Ainsi le symbole du gui. Attachement, vie et amour éternels, je m’attache ou je meurs. Mais aussi parasitisme, nocivité, menace de mort ou cri d’amour, au choix. Rémini y avait ajouté la passiflore, l’expression de la passion. Et à quoi ça les menait tout ça, sinon à Max Lindberg ? Qui aurait mal vécu une passion secrète pour la victime. Non partagée, forcément. Et qui aurait fait exprès de ne pas aller à la soirée au Museum pour qu’on le soupçonne aussitôt d’avoir commis le meurtre. Et qui se serait servi d’une arme à feu de barbouze, à moins qu’il n’ait payé un barbouze pour exécuter celle qui l’avait repoussé. Ça ne tenait pas debout. Max pouvait se venger de Camille bien autrement. Et il avait une bonne excuse pour ne pas aller à la soirée : il n’était pas invité. Et il avait un alibi : il avait passé la soirée avec sa mère et sa fille, dans un restaurant où cinquante témoins l’avaient vu.

Sebastián éclaira son écran d’ordinateur, seul point lumineux supportable, et relut les dernières pièces de procédure. Le résultat des analyses ADN était tombé en fin d’après-midi. Au moins, maintenant, quelques heures suffisaient pour les obtenir. Les traces trouvées sur Camille ne correspondaient à personne de connu au FNAEG. Et elles n’avaient aucun rapport avec les affaires présentant des similitudes avec celle-ci. C’était une piste morte. Mais pas entièrement, car la douille trouvée dans une poubelle (on se demandait bien pourquoi l’avoir jetée là au lieu de l’embarquer purement et simplement) portait, elle, une belle empreinte digitale et un ADN dont le propriétaire avait du souci à se faire quand le juge ordonnerait une comparaison avec tous les invités de la soirée. Pour commencer. Sur qui tomberait-on ? L’actuel directeur ? Ce pleutre sans relief, qui n’avait pas inventé le fil à couper le beurre ? C’était peu probable, il n’était pas assez malin pour avoir des choses à cacher et il n’était pas du style à cultiver des relations avec des barbouzes. L’ancien directeur ? Il pouvait avoir commandité le meurtre, bien sûr. Mais la vengeance comme ressort criminel relevait plus souvent de la littérature que de la réalité. Et dans son cas, l’affaire était pliée, les preuves rapportées et, si longtemps après, Sebastián n’y croyait guère. Max Lindberg ? Inconcevable pour le moment. Quoique la passion et le dépit amoureux puissent parfois faire faire des conneries et même des grosses. D’ailleurs que savait-on de Camille Longchamps, en dehors de sa sulfureuse passion pour l’agitation et la provocation et de sa réputation de fouille-merde ? Célibataire, mystérieuse, vie privée ultra-protégée. Une lueur traversa l’esprit embrumé de migraine de Sebastián. C’était à ça qu’il devait s’atteler maintenant : creuser ses sillons autour de la victime même si cela semblait politiquement incorrect et si l’opinion publique ne pourrait que s’en offusquer. Et fouiner bien au-delà du travail de journaliste de la jeune femme. Qui sait si ce n’était pas l’arbre qui cache la forêt ?
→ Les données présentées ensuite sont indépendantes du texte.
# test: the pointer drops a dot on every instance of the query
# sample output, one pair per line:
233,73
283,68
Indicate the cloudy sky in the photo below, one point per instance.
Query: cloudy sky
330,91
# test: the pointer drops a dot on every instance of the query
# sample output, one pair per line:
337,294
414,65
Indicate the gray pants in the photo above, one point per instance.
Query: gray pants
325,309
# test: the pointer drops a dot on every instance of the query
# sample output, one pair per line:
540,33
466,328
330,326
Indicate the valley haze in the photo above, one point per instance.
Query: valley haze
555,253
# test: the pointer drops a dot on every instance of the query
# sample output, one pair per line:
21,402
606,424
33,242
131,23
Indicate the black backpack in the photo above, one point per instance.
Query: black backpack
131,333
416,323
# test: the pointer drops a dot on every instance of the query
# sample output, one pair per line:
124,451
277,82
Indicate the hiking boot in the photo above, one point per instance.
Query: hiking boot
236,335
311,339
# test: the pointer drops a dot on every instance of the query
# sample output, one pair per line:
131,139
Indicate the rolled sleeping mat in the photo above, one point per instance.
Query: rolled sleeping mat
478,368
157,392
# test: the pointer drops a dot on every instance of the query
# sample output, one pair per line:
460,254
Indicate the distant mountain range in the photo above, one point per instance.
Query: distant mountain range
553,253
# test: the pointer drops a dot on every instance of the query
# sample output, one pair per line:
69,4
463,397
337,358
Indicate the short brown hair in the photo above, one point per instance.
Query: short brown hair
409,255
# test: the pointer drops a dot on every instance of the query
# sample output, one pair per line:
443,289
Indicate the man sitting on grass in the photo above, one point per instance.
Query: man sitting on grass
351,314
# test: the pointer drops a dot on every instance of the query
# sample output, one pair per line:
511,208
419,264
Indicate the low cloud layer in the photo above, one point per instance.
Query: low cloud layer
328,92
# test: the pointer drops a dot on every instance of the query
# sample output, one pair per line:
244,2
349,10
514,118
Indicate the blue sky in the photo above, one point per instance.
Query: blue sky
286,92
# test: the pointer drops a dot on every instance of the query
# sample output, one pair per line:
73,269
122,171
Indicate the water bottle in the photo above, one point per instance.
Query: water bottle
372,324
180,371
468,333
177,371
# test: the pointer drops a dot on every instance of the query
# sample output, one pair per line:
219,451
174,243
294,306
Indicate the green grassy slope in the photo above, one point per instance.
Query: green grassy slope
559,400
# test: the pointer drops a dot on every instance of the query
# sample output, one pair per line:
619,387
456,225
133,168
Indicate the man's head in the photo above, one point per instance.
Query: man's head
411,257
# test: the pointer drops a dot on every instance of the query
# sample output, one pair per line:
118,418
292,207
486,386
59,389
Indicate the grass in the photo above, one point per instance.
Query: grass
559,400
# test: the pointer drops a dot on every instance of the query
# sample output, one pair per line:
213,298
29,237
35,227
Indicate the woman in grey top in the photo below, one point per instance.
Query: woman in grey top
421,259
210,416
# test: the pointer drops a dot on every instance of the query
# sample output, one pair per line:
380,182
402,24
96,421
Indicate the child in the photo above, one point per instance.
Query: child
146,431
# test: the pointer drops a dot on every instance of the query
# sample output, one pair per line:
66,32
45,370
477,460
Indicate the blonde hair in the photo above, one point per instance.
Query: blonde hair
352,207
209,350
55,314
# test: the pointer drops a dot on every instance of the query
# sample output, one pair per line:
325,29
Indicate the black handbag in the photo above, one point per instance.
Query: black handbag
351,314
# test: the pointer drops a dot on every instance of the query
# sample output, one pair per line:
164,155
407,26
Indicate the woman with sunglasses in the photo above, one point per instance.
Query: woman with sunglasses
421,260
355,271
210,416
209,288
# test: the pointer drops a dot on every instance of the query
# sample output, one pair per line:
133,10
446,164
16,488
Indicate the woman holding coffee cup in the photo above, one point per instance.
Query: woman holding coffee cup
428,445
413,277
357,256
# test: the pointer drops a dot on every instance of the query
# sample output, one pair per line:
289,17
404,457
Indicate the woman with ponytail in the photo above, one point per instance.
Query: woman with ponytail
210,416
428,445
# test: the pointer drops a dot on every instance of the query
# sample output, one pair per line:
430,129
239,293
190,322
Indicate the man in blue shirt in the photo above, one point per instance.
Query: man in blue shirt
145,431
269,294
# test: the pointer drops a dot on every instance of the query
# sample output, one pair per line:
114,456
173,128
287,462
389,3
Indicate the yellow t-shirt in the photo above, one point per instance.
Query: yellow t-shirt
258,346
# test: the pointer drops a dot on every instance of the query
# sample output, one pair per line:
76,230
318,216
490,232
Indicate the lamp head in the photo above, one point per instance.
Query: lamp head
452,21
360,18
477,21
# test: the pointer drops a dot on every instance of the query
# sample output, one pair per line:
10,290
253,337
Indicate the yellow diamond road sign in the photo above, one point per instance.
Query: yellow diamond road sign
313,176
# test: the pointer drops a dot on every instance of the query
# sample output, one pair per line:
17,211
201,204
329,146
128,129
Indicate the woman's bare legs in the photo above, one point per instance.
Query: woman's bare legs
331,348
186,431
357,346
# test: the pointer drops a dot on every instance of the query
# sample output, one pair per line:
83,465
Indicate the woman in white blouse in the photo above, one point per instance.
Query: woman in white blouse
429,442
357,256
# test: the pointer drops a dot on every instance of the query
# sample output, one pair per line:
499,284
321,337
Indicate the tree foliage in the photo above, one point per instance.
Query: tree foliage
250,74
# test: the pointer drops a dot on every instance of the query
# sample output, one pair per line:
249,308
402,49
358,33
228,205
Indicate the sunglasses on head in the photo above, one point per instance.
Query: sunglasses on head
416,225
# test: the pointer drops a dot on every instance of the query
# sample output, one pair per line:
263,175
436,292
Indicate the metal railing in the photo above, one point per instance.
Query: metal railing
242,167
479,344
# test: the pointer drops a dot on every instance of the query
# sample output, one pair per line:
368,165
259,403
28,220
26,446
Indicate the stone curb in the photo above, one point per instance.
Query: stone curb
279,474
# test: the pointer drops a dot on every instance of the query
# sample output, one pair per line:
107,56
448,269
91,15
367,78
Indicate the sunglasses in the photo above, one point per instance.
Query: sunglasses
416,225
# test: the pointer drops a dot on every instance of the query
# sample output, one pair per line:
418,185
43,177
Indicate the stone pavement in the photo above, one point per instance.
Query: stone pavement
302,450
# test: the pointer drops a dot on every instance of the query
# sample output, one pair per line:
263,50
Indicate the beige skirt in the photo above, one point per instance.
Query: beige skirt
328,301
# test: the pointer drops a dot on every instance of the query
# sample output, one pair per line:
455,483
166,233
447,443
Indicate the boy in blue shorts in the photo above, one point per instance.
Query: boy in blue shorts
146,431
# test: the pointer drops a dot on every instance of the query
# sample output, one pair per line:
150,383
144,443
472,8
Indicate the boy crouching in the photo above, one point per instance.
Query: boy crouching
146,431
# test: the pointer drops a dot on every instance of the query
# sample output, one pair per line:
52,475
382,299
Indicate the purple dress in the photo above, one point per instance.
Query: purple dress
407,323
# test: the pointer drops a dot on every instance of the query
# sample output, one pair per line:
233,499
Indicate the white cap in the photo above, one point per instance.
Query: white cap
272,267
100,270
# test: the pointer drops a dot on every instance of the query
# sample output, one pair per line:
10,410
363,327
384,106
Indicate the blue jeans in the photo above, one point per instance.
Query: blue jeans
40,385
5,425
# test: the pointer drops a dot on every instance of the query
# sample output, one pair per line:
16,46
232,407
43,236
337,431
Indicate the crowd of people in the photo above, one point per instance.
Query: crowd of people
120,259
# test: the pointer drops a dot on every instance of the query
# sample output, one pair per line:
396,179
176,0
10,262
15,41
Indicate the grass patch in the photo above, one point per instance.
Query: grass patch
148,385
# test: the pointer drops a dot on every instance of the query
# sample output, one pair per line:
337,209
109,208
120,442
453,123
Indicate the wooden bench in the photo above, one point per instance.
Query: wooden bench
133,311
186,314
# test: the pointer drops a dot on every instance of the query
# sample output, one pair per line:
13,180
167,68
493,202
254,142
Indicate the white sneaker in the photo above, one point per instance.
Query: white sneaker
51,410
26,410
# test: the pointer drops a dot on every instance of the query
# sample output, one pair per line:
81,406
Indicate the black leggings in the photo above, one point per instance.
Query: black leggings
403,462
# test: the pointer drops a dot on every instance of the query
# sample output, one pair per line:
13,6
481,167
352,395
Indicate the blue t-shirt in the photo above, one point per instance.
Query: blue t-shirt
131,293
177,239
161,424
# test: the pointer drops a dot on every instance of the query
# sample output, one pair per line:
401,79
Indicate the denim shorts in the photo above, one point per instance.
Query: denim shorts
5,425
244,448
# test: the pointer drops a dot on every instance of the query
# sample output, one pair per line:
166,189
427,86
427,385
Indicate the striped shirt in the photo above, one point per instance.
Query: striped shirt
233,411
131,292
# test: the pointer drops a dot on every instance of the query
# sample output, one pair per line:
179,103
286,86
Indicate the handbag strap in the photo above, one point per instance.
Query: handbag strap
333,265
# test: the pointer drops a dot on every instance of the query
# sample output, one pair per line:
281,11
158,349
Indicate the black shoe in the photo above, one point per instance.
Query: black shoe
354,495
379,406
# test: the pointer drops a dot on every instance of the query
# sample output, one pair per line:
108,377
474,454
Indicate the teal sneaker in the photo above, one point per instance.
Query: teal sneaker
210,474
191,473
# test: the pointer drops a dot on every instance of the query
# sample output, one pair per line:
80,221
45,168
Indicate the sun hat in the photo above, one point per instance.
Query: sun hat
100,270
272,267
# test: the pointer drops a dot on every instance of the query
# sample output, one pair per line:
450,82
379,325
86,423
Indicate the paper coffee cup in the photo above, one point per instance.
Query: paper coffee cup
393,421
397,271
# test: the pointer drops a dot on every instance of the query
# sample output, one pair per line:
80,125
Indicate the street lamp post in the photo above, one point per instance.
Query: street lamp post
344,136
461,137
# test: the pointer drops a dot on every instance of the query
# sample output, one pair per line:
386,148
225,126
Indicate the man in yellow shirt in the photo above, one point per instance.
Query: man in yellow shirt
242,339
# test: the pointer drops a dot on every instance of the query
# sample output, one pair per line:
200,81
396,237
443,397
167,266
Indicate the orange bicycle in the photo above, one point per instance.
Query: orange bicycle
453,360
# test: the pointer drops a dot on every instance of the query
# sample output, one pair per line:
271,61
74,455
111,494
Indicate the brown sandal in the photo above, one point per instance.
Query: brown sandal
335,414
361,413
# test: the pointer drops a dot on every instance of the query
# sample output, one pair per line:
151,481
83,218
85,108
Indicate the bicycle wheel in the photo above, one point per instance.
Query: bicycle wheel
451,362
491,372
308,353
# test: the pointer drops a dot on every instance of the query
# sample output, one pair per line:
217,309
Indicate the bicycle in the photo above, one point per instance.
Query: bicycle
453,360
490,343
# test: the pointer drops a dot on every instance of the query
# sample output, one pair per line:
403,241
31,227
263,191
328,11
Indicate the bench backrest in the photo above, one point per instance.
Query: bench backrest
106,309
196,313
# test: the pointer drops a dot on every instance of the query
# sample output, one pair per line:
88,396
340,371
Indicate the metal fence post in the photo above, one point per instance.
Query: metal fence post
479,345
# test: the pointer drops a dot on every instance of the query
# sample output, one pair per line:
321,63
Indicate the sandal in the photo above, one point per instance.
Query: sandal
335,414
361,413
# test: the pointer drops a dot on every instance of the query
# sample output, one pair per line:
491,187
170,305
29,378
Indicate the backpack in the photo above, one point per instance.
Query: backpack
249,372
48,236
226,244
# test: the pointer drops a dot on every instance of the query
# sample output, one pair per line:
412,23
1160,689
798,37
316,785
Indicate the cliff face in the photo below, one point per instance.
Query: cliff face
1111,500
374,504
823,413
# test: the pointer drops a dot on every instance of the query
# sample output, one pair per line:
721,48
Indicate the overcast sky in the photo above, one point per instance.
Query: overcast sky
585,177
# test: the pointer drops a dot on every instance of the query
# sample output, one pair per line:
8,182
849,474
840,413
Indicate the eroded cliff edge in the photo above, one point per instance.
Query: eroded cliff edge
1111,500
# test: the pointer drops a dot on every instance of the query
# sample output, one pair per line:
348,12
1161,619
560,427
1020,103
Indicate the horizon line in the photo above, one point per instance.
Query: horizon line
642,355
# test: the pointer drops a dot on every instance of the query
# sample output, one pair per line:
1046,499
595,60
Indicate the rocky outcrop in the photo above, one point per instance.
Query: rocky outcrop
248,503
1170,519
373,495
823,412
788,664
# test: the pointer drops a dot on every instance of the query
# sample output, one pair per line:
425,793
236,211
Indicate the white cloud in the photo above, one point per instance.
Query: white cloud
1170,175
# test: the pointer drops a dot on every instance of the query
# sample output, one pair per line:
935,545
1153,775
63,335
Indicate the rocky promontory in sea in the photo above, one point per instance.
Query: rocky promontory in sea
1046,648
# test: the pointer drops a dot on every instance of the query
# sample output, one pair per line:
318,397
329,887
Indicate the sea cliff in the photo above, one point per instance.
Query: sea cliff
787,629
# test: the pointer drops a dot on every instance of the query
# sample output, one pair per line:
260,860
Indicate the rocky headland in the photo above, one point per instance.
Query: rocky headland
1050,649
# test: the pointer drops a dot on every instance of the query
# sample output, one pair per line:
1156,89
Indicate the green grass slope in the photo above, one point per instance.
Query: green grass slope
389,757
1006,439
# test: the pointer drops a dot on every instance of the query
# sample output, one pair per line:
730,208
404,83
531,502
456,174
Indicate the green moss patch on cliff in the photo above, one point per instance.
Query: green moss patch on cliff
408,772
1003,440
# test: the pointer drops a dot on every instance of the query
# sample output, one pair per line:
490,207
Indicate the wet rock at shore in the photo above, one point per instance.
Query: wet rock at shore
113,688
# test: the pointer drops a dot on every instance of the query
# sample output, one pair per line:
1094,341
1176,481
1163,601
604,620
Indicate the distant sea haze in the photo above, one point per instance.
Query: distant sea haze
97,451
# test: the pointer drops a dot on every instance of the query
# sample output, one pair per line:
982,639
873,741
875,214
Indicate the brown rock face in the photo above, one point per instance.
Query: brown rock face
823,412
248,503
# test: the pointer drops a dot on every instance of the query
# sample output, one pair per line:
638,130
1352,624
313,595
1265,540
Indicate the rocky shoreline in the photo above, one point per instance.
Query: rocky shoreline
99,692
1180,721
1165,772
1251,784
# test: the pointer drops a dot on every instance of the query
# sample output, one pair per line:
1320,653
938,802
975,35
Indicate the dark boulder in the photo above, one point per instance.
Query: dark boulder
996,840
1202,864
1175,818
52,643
Le signal d’arrivée d’un message le mobilisa tout à coup. C’était envoyé par le photographe officiel de la soirée auquel Sebastián avait adressé une réquisition judiciaire. Objet : photos soirée Museum. Tout à coup bien réveillé, le flic ouvrit impatiemment le fichier. Il fit défiler les photos prises au moment des discours et celles de la foule des invités pendant la réception. Il repéra Camille, inratable avec sa robe rouge et ses cheveux noirs coupés au carré. Elle figurait sur pas mal de clichés, jolie et souriante. Là, elle était de dos, un gros plan sur la robe rouge la faisait paraître plus ronde. Sebastián passa à la suivante puis, saisi d’un doute, revint en arrière. Camille de dos, les épaules un rien trop larges, des anneaux d’oreille qu’elle ne portait pas quand on avait trouvé son corps…Étrangement, il ne la reconnaissait pas. Il agrandit l’image et se rapprocha de l’écran. Dans la foule, une autre tache rouge, à quelques mètres de l’autre, lui sauta aux yeux. De face, Camille fixait l’objectif. Ou plutôt, jugea-t-il en considérant son expression contrariée, elle fixait l’autre femme. L’inconnue dont on ne voyait pas le visage et qui, ce soir-là, au Muséum, portait la même robe qu’elle.